Perhaps some other facts explain why it’s not big in the United States. My theory? It comes down to political history. Football spread from Britain to its colonies about 150 years ago. Little surprise, the US wasn’t very receptive. America was all about being independent from Britain and doing things its own way; football wasn’t accepted simply because it was British.
I read an interesting theory by The New Republic editor Franklin Foer. He says he’s identified a correlation between anti-soccer sentiment and conservatism in the US, which tends to focus on what they see as a culture war in America:
The reason it’s a small touchtone in the culture war is that there’s some anxiety over baseball’s decline, to some extent. Baseball, of course, is the ultimate American tradition. And baseball fans face one fundamental fact: their game is in decline.

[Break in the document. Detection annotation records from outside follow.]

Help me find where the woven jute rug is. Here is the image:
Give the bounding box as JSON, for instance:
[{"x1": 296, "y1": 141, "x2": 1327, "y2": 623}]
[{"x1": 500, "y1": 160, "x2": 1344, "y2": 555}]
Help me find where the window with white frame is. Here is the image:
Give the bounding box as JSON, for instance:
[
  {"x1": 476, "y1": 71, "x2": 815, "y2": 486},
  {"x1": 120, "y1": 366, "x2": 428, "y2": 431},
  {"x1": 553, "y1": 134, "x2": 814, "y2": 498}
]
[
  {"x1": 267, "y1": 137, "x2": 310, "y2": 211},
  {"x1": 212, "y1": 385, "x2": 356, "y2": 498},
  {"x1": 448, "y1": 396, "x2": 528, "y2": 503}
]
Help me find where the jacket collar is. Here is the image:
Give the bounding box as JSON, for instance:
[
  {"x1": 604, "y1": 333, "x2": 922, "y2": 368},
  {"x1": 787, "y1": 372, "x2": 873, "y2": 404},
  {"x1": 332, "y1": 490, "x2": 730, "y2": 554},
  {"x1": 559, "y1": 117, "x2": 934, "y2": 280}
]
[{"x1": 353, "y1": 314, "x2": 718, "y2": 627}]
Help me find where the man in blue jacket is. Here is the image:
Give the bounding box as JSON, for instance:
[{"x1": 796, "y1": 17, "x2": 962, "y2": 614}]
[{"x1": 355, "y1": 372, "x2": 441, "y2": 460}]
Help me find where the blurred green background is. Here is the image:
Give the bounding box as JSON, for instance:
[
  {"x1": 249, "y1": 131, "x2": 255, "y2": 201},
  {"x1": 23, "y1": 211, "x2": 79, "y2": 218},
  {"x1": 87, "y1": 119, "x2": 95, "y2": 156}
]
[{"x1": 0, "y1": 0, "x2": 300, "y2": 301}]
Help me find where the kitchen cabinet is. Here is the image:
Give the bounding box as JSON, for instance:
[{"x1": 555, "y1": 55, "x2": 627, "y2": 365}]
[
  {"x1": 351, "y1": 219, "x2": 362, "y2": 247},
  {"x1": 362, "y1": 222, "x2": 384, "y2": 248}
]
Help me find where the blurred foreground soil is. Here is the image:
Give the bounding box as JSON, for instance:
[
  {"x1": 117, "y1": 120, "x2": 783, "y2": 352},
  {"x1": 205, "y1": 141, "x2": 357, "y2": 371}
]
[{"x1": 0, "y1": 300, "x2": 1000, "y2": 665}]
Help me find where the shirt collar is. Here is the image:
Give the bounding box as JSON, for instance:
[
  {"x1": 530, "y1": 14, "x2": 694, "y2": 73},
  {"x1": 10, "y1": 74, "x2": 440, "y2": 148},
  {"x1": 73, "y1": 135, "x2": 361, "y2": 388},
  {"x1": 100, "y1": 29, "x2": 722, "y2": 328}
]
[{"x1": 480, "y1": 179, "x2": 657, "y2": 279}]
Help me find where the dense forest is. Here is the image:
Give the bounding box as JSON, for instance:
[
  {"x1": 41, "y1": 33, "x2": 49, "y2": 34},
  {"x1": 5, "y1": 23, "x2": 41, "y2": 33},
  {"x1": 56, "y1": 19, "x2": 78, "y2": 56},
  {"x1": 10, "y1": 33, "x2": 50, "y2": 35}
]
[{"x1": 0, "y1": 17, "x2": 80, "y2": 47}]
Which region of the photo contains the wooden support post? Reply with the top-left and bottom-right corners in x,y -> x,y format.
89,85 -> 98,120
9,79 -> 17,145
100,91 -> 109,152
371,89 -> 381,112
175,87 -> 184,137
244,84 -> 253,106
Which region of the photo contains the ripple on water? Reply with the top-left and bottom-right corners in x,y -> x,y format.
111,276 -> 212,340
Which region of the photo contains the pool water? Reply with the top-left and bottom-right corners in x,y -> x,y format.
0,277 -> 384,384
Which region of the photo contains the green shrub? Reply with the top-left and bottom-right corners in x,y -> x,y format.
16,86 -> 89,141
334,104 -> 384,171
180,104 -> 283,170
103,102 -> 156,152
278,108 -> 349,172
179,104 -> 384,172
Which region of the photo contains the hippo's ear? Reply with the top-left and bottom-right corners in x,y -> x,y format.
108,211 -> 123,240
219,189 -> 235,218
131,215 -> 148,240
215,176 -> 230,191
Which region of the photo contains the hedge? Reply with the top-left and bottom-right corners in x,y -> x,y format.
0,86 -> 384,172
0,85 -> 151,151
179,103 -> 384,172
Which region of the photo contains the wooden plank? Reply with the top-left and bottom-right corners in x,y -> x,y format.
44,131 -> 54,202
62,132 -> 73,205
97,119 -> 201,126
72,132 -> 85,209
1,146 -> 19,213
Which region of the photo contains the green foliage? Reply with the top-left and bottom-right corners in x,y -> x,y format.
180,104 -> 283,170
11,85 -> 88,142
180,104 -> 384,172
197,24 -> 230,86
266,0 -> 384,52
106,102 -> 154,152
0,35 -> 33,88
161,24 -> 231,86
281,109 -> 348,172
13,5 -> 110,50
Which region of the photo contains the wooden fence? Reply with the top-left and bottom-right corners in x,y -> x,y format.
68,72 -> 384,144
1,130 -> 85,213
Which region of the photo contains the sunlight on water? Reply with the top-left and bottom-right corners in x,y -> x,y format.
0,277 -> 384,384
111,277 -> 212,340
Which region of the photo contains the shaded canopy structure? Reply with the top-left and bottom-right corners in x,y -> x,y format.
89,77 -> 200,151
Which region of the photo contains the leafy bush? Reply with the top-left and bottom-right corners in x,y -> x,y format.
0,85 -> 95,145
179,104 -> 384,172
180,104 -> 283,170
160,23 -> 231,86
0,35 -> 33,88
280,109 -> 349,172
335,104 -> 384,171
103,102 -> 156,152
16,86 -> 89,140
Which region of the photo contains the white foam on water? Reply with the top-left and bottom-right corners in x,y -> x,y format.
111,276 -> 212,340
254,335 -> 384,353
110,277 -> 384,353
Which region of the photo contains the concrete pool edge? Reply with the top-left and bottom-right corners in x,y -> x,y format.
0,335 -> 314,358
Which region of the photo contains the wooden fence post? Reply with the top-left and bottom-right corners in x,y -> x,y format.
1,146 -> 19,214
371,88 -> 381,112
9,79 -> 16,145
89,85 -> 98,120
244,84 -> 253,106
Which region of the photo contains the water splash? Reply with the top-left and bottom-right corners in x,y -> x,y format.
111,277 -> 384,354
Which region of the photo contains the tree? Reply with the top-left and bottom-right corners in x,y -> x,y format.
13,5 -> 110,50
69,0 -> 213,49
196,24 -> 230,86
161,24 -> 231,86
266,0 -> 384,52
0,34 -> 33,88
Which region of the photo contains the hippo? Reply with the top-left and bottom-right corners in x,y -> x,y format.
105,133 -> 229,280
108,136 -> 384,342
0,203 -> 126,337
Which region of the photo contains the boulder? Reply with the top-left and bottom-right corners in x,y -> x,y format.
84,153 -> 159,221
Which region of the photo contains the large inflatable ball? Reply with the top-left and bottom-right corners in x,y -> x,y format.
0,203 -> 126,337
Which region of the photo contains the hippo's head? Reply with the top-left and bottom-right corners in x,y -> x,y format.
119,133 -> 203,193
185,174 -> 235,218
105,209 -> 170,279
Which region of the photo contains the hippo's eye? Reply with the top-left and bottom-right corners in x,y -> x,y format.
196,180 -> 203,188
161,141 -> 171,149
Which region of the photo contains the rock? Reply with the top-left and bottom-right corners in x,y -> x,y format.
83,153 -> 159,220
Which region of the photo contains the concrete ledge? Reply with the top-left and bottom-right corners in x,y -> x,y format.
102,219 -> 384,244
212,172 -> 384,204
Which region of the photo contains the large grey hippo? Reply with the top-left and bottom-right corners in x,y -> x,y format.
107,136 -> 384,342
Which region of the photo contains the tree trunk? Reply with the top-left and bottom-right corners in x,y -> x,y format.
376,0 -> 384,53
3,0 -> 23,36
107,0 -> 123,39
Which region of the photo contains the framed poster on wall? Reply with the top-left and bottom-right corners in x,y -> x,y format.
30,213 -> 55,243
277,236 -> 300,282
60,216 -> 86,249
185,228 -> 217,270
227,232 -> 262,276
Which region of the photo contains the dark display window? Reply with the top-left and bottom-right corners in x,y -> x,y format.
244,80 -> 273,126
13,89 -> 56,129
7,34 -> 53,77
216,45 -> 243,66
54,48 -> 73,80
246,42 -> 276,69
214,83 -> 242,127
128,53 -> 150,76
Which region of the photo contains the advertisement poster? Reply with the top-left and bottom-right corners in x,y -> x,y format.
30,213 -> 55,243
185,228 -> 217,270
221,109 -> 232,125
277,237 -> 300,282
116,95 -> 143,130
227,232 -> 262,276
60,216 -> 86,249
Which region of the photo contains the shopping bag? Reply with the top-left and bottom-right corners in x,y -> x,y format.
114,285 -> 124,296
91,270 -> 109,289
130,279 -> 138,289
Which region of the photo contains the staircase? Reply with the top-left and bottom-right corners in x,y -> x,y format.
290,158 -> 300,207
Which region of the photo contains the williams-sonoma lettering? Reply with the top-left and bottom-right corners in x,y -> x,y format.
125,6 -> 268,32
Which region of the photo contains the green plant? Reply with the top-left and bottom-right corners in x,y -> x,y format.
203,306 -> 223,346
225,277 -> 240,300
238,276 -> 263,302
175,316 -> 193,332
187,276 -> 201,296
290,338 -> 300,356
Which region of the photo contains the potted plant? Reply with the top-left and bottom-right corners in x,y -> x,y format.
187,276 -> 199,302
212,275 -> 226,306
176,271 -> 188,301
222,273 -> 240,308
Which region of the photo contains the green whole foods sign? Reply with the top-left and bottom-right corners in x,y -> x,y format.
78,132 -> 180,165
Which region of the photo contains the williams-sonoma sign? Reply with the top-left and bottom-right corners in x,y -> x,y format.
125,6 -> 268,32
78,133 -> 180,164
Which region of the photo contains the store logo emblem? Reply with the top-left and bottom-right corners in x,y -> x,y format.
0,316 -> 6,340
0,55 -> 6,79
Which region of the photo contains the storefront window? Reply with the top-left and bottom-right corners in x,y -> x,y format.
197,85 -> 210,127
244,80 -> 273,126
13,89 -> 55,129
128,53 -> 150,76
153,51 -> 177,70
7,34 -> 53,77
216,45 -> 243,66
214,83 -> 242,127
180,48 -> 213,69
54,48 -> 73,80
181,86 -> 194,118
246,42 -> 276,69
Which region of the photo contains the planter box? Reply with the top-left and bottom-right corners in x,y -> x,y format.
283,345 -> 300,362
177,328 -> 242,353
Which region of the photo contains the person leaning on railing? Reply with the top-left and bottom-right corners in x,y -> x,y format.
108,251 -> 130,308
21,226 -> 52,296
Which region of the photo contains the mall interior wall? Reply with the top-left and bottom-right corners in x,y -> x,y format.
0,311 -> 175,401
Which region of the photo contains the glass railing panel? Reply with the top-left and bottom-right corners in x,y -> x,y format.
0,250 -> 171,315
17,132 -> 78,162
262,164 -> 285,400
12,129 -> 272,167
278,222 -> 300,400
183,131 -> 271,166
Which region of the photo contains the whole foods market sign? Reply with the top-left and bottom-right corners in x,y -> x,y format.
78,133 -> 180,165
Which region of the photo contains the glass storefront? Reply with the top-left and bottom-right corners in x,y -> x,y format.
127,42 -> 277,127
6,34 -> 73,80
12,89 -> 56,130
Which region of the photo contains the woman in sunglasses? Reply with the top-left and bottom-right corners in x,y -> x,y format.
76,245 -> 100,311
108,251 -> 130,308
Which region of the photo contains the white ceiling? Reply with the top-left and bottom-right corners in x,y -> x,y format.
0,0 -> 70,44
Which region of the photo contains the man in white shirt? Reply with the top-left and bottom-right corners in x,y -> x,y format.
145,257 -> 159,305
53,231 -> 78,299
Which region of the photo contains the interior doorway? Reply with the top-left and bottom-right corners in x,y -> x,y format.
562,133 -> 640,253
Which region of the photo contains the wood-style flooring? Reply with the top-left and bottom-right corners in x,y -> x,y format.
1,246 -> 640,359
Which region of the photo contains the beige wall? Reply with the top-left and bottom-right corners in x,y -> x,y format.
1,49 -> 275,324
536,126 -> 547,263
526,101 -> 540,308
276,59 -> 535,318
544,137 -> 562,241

Little kids don’t play it anymore, because they’re switching from Little League to soccer. And this is, I think, a lot of what the culture war is about: traditional American values giving way to another set of ideas coming in from abroad, especially from Europe.
According to conservatives, liberals are trying to “destroy this country” (can’t tell you how many times I hear that on a regular basis) by tearing down traditional American values. This culture war is taking place over religion, politics, tradition… whatever they grew up with. A whole cross-section of the population of the United States harkens for the 1950’s. (Not to mention the fact that football tends to be most popular among the most recent immigrants who brought it here from around the world; the conservative movement these days is not exactly standing on the border with open arms.)
Thus, somewhere within many of the Americans who deride soccer, they are standing up for the preservation of the real America.
During the course of the conversation, I asked my boss if he thought America would be less American if football were suddenly popular here. He said no. But it’s my belief that many conservatives think it would. Our opinions about football are some of the ways Americans are fighting a culture war over the future of this country: liberal or conservative, nationalist or internationalist, traditionalist or progressivist. And I think that’s pretty interesting.
Who knew so much could be staked upon how we kick a ball around?